Они помогли Гуденаху подняться на ноги, поддерживая его с двух сторон. Не было иного выхода. Следовало продолжить свой маршрут, пока оставались силы.
До темноты удалось пройти около шести километров. С юга слышалась стрельба. Очевидно, русские, вступив в Берлин, направили свои части на север, чтобы подавить сопротивление в том районе.
— Вам придется оставить меня, — сказал Гуденах, понимая безнадежность положения.
— Нет, — ответил Митцер. — Мы вместе добрались сюда. Мы слишком долго были друзьями, чтобы теперь расстаться. — Он лгал, не зная, верят ли они ему.
— При таких темпах потребуется три недели, чтобы добраться до американцев или англичан. А мы ведь еще не знаем, лучше ли они русских. Послушайте, я виноват во всем. Если бы не я… мы уже теперь были бы там.
— Мы сможем справиться, — сказал Триммлер-Шпидаль, — если будем идти по ночам.
— Не болтайте. Он прав, — вмешался Митцер. — Если мы будем продолжать идти, он умрет от кровотечения. Ему нужна медицинская помощь.
— Идите. А то будет слишком поздно для всех нас, — повторил Гуденах. — Я постараюсь выкарабкаться.
Они помогли ему опуститься, посадив спиной к упавшему дереву.

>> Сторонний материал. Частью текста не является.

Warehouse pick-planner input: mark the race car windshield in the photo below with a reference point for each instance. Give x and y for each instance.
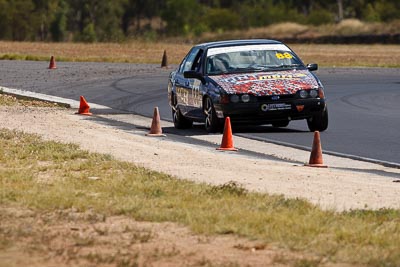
(250, 58)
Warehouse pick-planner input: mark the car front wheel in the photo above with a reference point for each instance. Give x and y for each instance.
(212, 123)
(318, 122)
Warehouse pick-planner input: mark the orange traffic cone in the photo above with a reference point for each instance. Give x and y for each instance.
(52, 63)
(164, 62)
(316, 153)
(84, 107)
(227, 140)
(155, 129)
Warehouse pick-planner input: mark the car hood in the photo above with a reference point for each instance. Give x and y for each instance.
(266, 83)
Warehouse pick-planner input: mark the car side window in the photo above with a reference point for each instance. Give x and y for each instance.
(192, 60)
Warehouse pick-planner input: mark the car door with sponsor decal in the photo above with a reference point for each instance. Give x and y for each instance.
(188, 90)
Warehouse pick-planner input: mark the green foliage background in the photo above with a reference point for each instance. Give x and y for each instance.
(117, 20)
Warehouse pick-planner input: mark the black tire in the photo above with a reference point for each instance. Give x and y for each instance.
(180, 121)
(318, 122)
(212, 123)
(280, 124)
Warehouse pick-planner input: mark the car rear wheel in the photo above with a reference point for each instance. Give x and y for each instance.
(318, 122)
(280, 123)
(212, 123)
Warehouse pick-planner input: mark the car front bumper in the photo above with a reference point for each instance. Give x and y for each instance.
(269, 112)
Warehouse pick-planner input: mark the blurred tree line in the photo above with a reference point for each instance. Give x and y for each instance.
(116, 20)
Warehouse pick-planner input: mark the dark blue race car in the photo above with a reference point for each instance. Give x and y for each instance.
(250, 81)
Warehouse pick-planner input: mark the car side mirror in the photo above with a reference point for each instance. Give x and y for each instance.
(191, 74)
(312, 66)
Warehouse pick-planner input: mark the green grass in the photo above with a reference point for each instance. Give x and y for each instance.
(48, 176)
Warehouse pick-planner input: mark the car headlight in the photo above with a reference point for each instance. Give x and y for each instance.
(303, 94)
(314, 93)
(234, 98)
(245, 98)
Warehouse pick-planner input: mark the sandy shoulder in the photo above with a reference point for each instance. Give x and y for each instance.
(331, 188)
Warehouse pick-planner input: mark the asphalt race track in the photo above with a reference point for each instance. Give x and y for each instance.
(363, 103)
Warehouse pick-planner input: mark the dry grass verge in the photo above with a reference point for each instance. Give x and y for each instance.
(56, 181)
(144, 52)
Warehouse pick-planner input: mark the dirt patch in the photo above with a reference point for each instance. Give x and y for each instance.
(72, 238)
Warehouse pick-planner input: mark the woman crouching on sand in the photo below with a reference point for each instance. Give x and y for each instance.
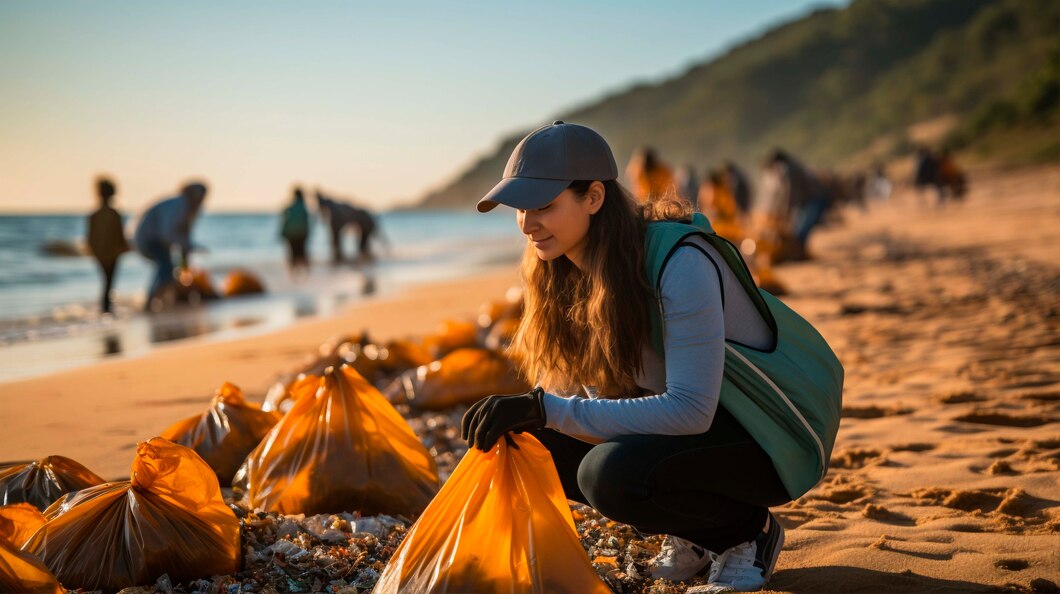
(635, 433)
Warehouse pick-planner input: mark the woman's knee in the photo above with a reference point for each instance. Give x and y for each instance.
(613, 479)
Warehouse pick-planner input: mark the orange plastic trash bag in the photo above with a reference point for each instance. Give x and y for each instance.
(168, 519)
(21, 572)
(500, 524)
(462, 377)
(18, 522)
(42, 482)
(340, 448)
(225, 433)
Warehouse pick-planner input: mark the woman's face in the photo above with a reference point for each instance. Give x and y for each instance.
(561, 227)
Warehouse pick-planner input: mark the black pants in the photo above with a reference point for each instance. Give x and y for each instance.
(108, 266)
(712, 489)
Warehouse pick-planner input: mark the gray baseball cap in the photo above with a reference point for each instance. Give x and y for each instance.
(546, 161)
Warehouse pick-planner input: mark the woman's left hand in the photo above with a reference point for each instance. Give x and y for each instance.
(492, 417)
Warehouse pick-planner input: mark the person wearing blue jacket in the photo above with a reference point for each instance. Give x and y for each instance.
(165, 225)
(635, 427)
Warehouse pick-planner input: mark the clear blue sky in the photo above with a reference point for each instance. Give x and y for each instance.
(376, 101)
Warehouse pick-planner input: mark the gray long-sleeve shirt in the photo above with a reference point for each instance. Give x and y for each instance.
(687, 384)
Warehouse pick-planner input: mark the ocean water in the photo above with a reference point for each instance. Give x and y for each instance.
(49, 302)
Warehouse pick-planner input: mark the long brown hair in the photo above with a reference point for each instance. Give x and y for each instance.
(588, 327)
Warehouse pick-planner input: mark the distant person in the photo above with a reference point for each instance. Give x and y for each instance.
(688, 185)
(295, 230)
(736, 179)
(925, 173)
(165, 225)
(716, 201)
(652, 179)
(878, 186)
(951, 180)
(341, 215)
(106, 240)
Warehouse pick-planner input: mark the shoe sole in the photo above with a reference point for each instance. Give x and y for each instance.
(776, 549)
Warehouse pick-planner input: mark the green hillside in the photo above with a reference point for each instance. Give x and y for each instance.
(838, 88)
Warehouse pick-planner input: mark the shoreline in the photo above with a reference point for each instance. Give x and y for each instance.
(946, 472)
(96, 414)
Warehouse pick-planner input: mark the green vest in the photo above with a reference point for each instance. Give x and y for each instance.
(789, 398)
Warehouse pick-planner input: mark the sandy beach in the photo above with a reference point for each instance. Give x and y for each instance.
(98, 414)
(946, 475)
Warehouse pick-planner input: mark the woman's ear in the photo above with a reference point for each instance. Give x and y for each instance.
(595, 196)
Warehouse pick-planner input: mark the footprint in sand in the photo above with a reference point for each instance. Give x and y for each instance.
(914, 447)
(1041, 397)
(960, 398)
(1011, 564)
(857, 457)
(881, 513)
(1012, 502)
(843, 493)
(1002, 419)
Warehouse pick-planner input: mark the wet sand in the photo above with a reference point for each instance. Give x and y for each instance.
(946, 475)
(96, 415)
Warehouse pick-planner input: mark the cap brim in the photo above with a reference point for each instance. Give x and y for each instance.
(524, 193)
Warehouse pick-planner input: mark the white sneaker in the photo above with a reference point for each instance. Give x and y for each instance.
(678, 559)
(746, 566)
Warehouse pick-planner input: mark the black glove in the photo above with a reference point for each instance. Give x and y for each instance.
(494, 416)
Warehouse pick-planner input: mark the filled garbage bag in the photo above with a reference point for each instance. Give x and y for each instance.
(169, 519)
(42, 482)
(23, 573)
(225, 433)
(18, 522)
(340, 448)
(462, 377)
(500, 524)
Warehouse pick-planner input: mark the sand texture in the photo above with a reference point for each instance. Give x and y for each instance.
(946, 475)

Надо было еще многое сказать, но сил уже не хватало даже на разговоры. Они знали друг друга больше шести лет, сотрудничая в группе разработчиков ракет и других вооружений. Они не видели войны глазами окопных солдат и о смерти на войне только читали. Война для них была поводом для совершенствования своего искусства, своеобразной лабораторией, где успех не означал победу страны, а знаменовал собой достижение ученых. Они знали, что потерпели поражение, их ракеты запоздали и оказались не способны изменить судьбу войны. Все теперь стало абсолютно бесполезным.
— Если русские доберутся до вас, — сказал Митцер, — скажите им, что вы ученый.
— Зачем? — спросил Альберт Гуденах.
— Им пригодится ваш опыт.
— Я не смогу работать на них.
— Все мы теперь будем работать на кого-то.
— Но русские?..
— Мы ничего не знаем. Может быть, первыми окажутся американцы, — пытался подбодрить его Митцер. — Когда кто-нибудь найдет вас, попросите офицера. Скажите, что это чрезвычайно важно, вопрос жизни или смерти. Когда подойдет офицер, расскажите, кто вы, над чем работали. Скажите ему, что вам нужно переговорить с начальством. Вы должны им это сказать, Альберт.
Гуденах молчал. Сознание его обреченности было ужасно. Никто не знал, каковы его шансы выжить. Он мог умереть от кровотечения, мог быть пристреленным случайным грабителем или наступавшими русскими.